Pakistan’s current account balance shifted to a deficit of $244 million in December 2025, according to recent figures released by the State Bank of Pakistan (SBP). This marks a reversal from a surplus of $98 million in November 2025 and a $454 million surplus recorded in December 2024.
Trade and Remittance Figures
The deficit primarily resulted from a notable rise in the import bill during December. Exports of goods and services reached $3.69 billion, representing an increase of nearly 20% compared to $3.08 billion in November 2025.
Conversely, imports totaled $7.04 billion in December, reflecting a decrease of about 24% from $5.69 billion in the previous month, as per SBP data.
Worker remittances also showed positive momentum, rising 13% month-on-month to $3.59 billion in December, up from $3.19 billion in November 2025.
Half-Year Performance and Expert Insights
For the first half of fiscal year 2026 (H1FY26), the current account recorded a cumulative deficit of $1,174 million, contrasting with a surplus of $957 million during the same period last year.
Saad Hanif, Head of Research at Ismail Iqbal Securities, attributed the deficit mainly to a significant widening of the goods trade gap. He noted that increased imports, weaker exports, and a deteriorating services balance outweighed robust remittance inflows, reversing the surplus seen in November.
Waqas Ghani, Head of Research at JS Global, echoed these views, highlighting that the deficit stemmed from a sharp rise in imports despite lower global commodity prices and higher remittances. He expects the current account to close the fiscal year with a deficit driven by rising imports.

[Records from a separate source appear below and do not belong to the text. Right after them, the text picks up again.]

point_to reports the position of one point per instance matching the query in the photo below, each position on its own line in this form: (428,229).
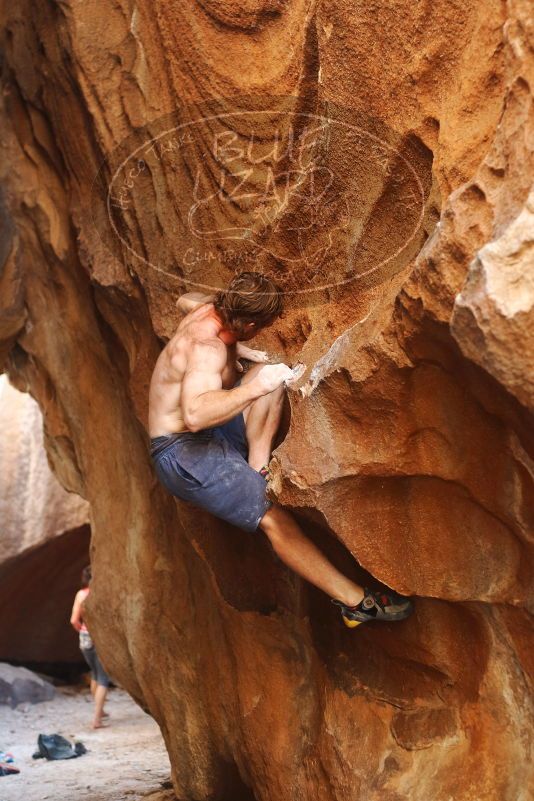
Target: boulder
(376,159)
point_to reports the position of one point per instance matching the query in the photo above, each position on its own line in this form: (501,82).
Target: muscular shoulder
(199,346)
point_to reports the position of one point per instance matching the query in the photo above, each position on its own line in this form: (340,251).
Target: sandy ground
(124,761)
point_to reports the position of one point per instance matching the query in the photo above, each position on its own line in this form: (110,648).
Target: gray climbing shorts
(209,468)
(97,671)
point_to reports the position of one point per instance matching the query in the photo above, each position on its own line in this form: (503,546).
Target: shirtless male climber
(211,435)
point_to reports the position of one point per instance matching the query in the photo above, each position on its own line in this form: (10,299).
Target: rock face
(44,541)
(399,231)
(19,686)
(34,507)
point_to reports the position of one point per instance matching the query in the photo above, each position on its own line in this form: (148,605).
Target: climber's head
(86,576)
(251,302)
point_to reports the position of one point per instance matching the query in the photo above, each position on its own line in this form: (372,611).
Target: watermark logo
(317,199)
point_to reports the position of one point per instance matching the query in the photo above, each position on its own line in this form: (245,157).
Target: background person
(99,677)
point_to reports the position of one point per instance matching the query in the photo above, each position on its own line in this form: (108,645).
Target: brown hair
(249,298)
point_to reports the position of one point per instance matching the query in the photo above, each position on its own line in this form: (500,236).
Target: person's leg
(302,556)
(262,420)
(100,700)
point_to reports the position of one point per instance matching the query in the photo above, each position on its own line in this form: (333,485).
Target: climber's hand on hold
(270,377)
(256,356)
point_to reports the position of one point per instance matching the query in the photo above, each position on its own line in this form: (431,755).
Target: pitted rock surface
(408,451)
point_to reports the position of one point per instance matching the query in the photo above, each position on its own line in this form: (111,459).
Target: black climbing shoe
(386,606)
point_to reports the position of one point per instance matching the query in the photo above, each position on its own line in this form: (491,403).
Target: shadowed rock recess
(408,453)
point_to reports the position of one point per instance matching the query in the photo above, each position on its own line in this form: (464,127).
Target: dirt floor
(124,761)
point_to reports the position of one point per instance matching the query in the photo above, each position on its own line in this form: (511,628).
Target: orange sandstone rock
(408,451)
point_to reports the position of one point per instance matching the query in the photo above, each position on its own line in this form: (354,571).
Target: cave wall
(44,542)
(409,445)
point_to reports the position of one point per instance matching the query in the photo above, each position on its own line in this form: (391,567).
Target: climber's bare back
(185,353)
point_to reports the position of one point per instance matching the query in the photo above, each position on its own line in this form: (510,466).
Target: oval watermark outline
(240,113)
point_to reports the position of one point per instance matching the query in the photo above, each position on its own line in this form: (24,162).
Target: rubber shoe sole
(401,608)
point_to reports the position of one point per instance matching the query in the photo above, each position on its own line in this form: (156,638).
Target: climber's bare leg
(302,556)
(262,420)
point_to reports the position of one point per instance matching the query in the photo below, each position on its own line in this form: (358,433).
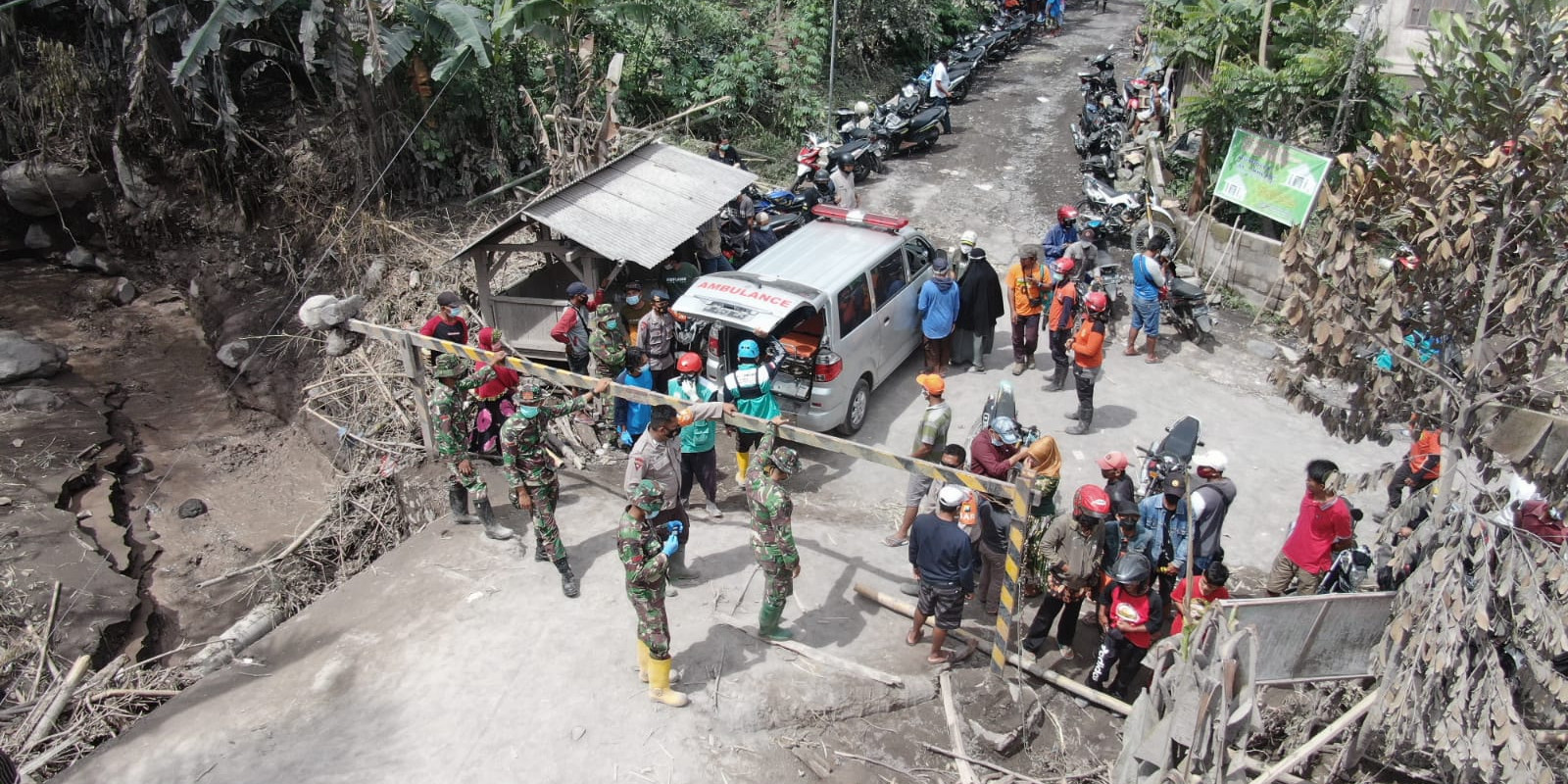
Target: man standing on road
(1060,318)
(656,336)
(979,308)
(940,93)
(750,388)
(1089,353)
(1060,235)
(943,561)
(1321,530)
(532,474)
(772,535)
(938,306)
(645,549)
(571,328)
(1147,281)
(658,457)
(1027,286)
(1209,504)
(930,439)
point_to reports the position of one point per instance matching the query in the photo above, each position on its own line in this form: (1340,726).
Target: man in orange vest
(1421,467)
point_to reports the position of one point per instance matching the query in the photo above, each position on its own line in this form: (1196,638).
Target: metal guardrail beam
(1015,493)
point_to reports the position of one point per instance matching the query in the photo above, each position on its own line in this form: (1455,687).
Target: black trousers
(1040,627)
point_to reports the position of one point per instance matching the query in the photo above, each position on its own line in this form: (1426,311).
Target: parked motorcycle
(1125,214)
(1172,455)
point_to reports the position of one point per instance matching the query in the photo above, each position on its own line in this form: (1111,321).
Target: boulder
(41,188)
(23,358)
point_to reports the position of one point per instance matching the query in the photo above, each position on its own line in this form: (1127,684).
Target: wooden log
(819,656)
(956,736)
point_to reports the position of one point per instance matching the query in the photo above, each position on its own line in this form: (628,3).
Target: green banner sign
(1272,179)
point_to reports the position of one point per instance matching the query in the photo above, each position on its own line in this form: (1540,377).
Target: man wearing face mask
(698,457)
(656,336)
(532,472)
(571,328)
(658,457)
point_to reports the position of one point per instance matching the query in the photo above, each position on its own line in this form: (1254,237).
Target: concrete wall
(1251,269)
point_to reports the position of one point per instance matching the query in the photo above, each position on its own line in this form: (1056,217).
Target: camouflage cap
(451,366)
(648,496)
(786,460)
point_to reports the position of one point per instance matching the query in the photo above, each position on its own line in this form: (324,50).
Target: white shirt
(938,77)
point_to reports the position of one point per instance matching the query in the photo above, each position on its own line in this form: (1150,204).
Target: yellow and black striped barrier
(1018,494)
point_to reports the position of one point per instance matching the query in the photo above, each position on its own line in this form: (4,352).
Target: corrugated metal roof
(642,206)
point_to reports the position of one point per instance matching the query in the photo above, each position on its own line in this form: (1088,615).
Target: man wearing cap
(1060,318)
(656,336)
(658,457)
(772,537)
(452,419)
(938,306)
(1118,485)
(979,306)
(645,548)
(992,451)
(1164,517)
(571,328)
(1209,504)
(750,388)
(532,472)
(930,439)
(1027,289)
(943,561)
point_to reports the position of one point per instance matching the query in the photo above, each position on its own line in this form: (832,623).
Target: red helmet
(1090,501)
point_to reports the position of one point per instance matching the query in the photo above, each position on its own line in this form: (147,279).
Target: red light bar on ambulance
(859,217)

Ghani further pointed out that imports grew 12% year-on-year during the first half of FY26, reflecting economic normalization and increased demand for intermediate goods, while exports declined 5% year-on-year, maintaining a wide trade gap of $15.8 billion.
Foreign Exchange Reserves
Meanwhile, Pakistan’s foreign exchange reserves (excluding CRR/SCRR) increased to $16.19 billion, marking a substantial 36% rise compared to the previous year. This improvement indicates stronger external buffers despite ongoing structural pressures on the current account.